Given the amount and quality of the care my grandmother received, the entire family was shocked when the bill arrived. The Irish health service charged my grandmother’s insurance company $6,100 for all the care she received in Ireland. According to Blue Cross/Blue Shield, a U.S. hospital would charge about $35,000, including only four days of hospitalization, and not including emergency treatment.

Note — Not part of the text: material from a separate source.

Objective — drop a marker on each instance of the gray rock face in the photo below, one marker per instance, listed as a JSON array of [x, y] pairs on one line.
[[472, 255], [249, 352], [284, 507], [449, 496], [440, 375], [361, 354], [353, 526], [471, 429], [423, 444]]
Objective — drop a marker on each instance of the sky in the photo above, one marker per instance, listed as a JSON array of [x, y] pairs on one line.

My grandmother’s care in the Irish national health service was swift, compassionate, high-quality, and effective. “The experience was as good as it could have been considering I broke a bone,” my grandmother says. Unfortunately, my grandmother broke her other femur three years later. That hip still hurts her, while her “Irish hip,” she likes to note, is just fine. Her share of the bill for her care, at a hospital in Illinois, despite having extra coverage on top of her Medicare coverage, was not only more than the entire bill in Ireland, but the bills were so very confusing, they took a lot of my parents’ time to straighten out.
I hope to provide the best care for all of my future patients, not just the wealthy and well-insured ones. Also, patients should not have to face financial ruin in addition to illness. Over a million Americans go bankrupt over medical bills every year, despite the fact that 75 percent of them have health insurance.
The United States has a lot to learn about health care from County Galway, Ireland. Just ask my grandmother, “Jerry.”